撮影に使用された別荘はポルトガル随一の世界的な建築家アルヴァロ・シザのデザイン。その特徴的な構造や細部をじっくり見ることができるのも、この映画の魅力のひとつと言えるだろう。
コロナ禍の困難な状況でも、このような瑞々しい新作を届けてくれるリタ監督のバイタリティーは、映画に本当に必要なものは何かを教えてくれる。(ゆ)
愛とは何だろうか?集団的な情熱こそが、映画が存在するために必要なものである。可能性 という魔物が存在する。私は、自分の中に存在しない何か必要なものに突き動かされていた。 資金援助者からの答えを待つのは嫌だった(一度も待ちたくなかった。それは今でも可能なのだろうか?もしかしたら……)
とにかく映画を撮るつもりだった!
俳優たち、技術監督、メンバーの大半がすでに『ある女の復讐(A Vingança de uma Mulher)』『書簡集(Correspondências)』や『ポルトガルの女』などの私の 過去の作品で、すでに一緒に仕事をしていた人たちだった。皆「さあ、映画を作ろう!」と私に応えてくれた。
昨年11月、私たちはポルトガルの北部ミーニョ州のモレドへ、総勢12人で出発した。友人である幸運の持ち主、ゴンザロ・ガルシア・ペライヨの魔法のようなポケットにあったビットコインで、撮影のための基本的な費用を賄うことができた。
一方で新型コロナウイルス(covid)の検査という問題もあった!
モレドの空は撮影が待ちきれない程素晴らしく、またこの映画のために見つけた家は完璧だった。確固な固定観念にとらわれず、ギリギリになって気づき感じたものがそこにはあった。60年代にロメールによって書かれた唯一の戯曲であるLe trio en Mi Bémolを着想源として、出発前にZoomで何回かリハーサルを行った後、撮影へと旅立った。
これほどまでに集団制作によって、感動的で愛される映画があっただろうか。外は、閉ざされた世界だった。まるで、誰も死なず生まれ出づることのないデロス島のように、誰も外に出ることも中に入ることもできない。

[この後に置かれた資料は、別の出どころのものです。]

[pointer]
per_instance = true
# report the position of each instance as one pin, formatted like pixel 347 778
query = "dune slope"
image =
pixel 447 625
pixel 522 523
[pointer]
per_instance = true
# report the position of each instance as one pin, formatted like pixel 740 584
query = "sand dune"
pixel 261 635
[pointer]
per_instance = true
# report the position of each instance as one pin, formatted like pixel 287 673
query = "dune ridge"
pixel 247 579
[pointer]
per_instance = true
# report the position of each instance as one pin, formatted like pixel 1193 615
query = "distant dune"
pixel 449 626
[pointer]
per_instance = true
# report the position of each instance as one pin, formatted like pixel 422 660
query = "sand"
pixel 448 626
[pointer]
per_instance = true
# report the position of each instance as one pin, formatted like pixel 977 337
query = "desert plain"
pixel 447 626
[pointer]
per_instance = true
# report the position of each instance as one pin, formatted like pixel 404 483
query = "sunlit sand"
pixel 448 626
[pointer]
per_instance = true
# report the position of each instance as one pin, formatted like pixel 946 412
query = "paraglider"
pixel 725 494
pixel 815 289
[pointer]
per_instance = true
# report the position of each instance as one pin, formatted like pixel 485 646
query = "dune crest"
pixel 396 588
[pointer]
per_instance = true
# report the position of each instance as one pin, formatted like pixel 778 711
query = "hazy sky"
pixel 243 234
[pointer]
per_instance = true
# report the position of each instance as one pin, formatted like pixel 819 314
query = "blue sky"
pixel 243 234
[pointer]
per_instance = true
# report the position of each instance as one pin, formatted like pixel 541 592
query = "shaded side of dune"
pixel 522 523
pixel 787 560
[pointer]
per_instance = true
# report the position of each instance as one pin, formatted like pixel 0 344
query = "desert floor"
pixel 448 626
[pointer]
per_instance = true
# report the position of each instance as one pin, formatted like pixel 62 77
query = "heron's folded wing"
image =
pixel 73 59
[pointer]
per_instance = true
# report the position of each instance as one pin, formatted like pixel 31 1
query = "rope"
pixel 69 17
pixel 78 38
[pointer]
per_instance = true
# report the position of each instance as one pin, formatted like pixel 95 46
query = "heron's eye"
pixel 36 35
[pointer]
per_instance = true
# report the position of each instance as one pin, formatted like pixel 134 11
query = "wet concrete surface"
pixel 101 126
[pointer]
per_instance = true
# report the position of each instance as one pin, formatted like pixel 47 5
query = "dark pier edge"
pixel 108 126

私たちは激烈に作業を行ったが、ある種の牧歌的な雰囲気の中で、つまり幸福な相互一致の下で行われた仕事だった。一種の感傷的な喜劇である。
歳をとって嗄れた私たちには、三週間は短い時間であったが、この映画が編集の終盤を迎えた今日では、三週間は広大なものである。
閉じてしまう扉/開きたい扉という一つの矛盾がそこにある。矛盾した存在である私は、その矛盾によって何かを暴くのではなく、むしろ矛盾をもたらすように運命づけられているのだ。私の大きな矛盾は、現実を前にして常に深く曖昧である方法をとる方向へと私自身を強いるのである。
私が信じているものは、行うことの中にある可能性である。
リタ・アゼヴェード・ゴメス監督
2021年5月(「カイエ・ドゥ・シネマ」インタビューより) 訳:小城大知
1952年生まれ。現代ポルトガルの重要な作家としてこれまで『Frágil como o Mundo』(2001)や『Altar』(2002)、『A Vingança de Uma Mulher(ある女の復讐)』(2012)など多くの作品を制作。『ポルトガルの女』(2019)は、ラス・パルマス国際映画祭で最優秀賞を受賞するとともに、日本でもイメージフォーラム・フェスティバル2019、EUフィルムデーズ2021で上映され高い評価を得る。新作『変ホ長調のトリオ』(2022)はベルリン国際映画祭フォーラム部門でワールドプレミアされて以降、全州国際映画祭など数多くの映画祭で上映。日本では本年8月に広島大学映画研究会主催で初上映された。